Maybe they were just happy that I wasn't in a gang and hooked on drugs, or perhaps I got lucky.
But I know, and have witnessed, many families who are much more combustible when it comes to church attendance.
So... Should a teen lie to their parents about attending church? Should they say they are going to "hang at a friends house" when they are actually going to youth group?
I've had arguments about this topic before and understand that this is an issue with a LOT of grey.
But the first part of my response is easy. Don't lie. If you deceive your folks and they find out, you're busted and actually hurt both your chances to attend church in the future and the witness you will have before your parents.
My second response is more controversial. If parents,who are loving and should be looking out for what they feel is best for their kids, will not allow their child to attend church, then they shouldn't go.
I believe that this falls under the "honour your parents" guidelines which believers are instructed to follow.
As a youth minister, that answer can suck to hear. You want kids turning up, having fun and learning more about following God.
But, if we genuinely believe that parents are not the enemy, then (on this point) I think it is worth conceding.

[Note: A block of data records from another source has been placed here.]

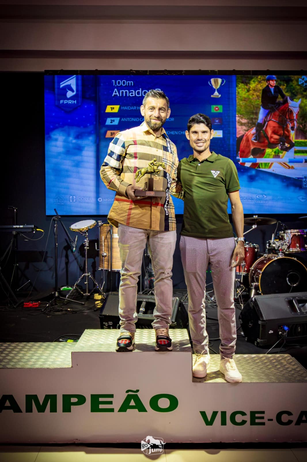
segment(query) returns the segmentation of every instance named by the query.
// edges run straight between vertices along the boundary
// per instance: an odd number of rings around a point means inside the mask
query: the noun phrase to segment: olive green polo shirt
[[[182,236],[232,237],[227,213],[228,193],[240,189],[232,161],[213,152],[201,162],[191,155],[180,162],[177,177],[183,186],[184,201]]]

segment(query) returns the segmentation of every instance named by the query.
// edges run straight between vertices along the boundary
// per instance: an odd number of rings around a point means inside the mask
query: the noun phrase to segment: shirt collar
[[[149,133],[151,133],[152,135],[154,135],[154,136],[155,136],[156,138],[159,138],[160,137],[160,136],[161,136],[162,135],[166,134],[166,132],[165,132],[165,130],[162,127],[162,131],[161,132],[161,134],[159,136],[157,136],[155,133],[154,133],[153,130],[151,129],[151,128],[149,128],[149,127],[148,126],[148,125],[147,125],[145,121],[143,122],[142,122],[140,126],[141,127],[142,129],[142,131],[149,132]],[[166,135],[166,136],[167,135]]]
[[[204,159],[204,160],[202,160],[201,162],[203,162],[207,160],[208,162],[214,162],[214,161],[217,159],[217,158],[218,154],[216,154],[214,151],[213,151],[209,157],[207,158],[207,159]],[[193,154],[191,154],[190,156],[189,156],[188,158],[188,160],[189,162],[192,162],[194,161],[199,162],[198,159],[197,159],[196,157],[194,157]]]

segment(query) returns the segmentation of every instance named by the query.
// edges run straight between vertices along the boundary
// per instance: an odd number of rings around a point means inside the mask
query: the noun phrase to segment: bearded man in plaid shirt
[[[168,334],[172,310],[173,254],[176,242],[175,210],[170,195],[176,190],[178,163],[176,147],[163,126],[170,116],[169,100],[163,91],[150,90],[141,106],[144,122],[139,127],[118,133],[110,143],[100,175],[107,188],[116,191],[108,216],[118,228],[122,262],[119,285],[120,334],[117,351],[135,347],[137,287],[146,243],[154,274],[156,306],[152,323],[156,331],[156,351],[170,351]],[[136,171],[156,159],[165,166],[163,176],[165,197],[135,195]]]

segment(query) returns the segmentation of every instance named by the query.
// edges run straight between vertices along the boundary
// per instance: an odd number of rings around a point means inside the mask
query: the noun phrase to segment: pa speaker
[[[118,292],[109,292],[101,308],[99,319],[101,329],[117,329],[119,327]],[[154,320],[154,310],[156,306],[154,295],[138,294],[136,298],[137,328],[150,328]],[[170,327],[187,328],[188,313],[183,303],[177,297],[173,297],[171,324]]]
[[[282,337],[307,336],[307,292],[256,295],[239,316],[248,341],[259,346],[274,345]]]

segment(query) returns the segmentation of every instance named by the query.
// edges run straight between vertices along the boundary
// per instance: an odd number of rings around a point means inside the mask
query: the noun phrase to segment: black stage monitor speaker
[[[119,327],[118,292],[109,292],[101,308],[99,319],[101,329],[117,329]],[[172,299],[171,328],[187,328],[188,313],[184,306],[177,297]],[[137,328],[150,328],[154,321],[154,310],[156,306],[154,295],[139,294],[136,298],[136,312],[138,320]]]
[[[248,341],[259,346],[274,345],[280,338],[307,336],[307,292],[256,295],[239,316]]]

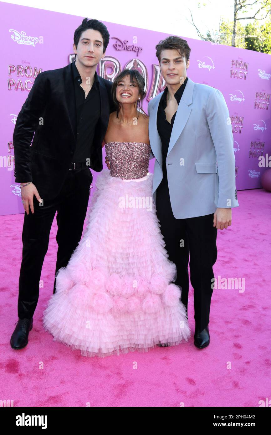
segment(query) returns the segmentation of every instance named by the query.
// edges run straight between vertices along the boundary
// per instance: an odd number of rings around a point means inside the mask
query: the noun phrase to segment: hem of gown
[[[52,334],[51,330],[49,327],[44,325],[43,326],[45,331],[49,332],[50,334]],[[153,344],[150,343],[147,346],[146,346],[146,345],[142,345],[142,344],[137,344],[135,343],[132,345],[130,343],[129,345],[127,346],[118,345],[117,347],[107,352],[104,351],[103,349],[101,348],[100,348],[97,350],[94,349],[93,351],[87,351],[84,348],[82,349],[82,346],[80,345],[70,344],[66,341],[63,341],[61,339],[58,338],[57,337],[55,336],[54,337],[53,341],[57,343],[60,343],[63,345],[65,345],[67,348],[70,348],[72,351],[80,351],[82,356],[85,356],[88,358],[92,358],[94,356],[97,356],[99,358],[104,358],[107,356],[124,355],[125,354],[128,353],[130,352],[137,351],[141,353],[146,353],[147,352],[148,352],[152,349],[155,349],[155,348],[158,346],[158,344],[160,343],[167,343],[168,345],[168,347],[170,347],[178,346],[179,345],[185,344],[186,343],[187,343],[190,338],[190,337],[191,335],[189,335],[189,337],[183,337],[181,339],[174,341],[168,341],[168,340],[161,341],[159,338],[157,338],[157,340],[155,341],[155,343],[153,343]]]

I say this for a few reasons.
First, the discussion is worth having much, much more then maintaining an ongoing deception. If you are honest then you can find out why they are having reservations. Do they think Christians are all crazy brain washers? Do they have something from their past they is affecting their judgement? Are they just wary of new people taking an interest in their kid?
Once you are aware of their mindset then you open the possibility of moving productively forward. If it would help, they can have a chat to the youth leaders.
Second, there are plenty of other options aside from church in helping you grow in your faith. Go to the lunchtime group at school. Engage with the scripture lessons. Read your bible and pray alone or in a small group.
If you're not allowed to go to a weekly event, then perhaps you can negotiate a reasonable middle ground. Only go to youth group or the bigger events which are put on. Aim to attend camp, in place of the weekly meeting.
Either way, aim to live out your faith within your home regardless of their decision. Respect their decision.
Ultimately, one of the people you are trying to reach with your faith are your parents. It would be an incredible shame if the way you behave as a teenager sours your witness for decades to come.
As you get older, and your parents see you living out a Christian lifestyle, your parents might soften their stance (you can gently bring it again in six months) or, once you are able to transport yourself, you can take yourself to church.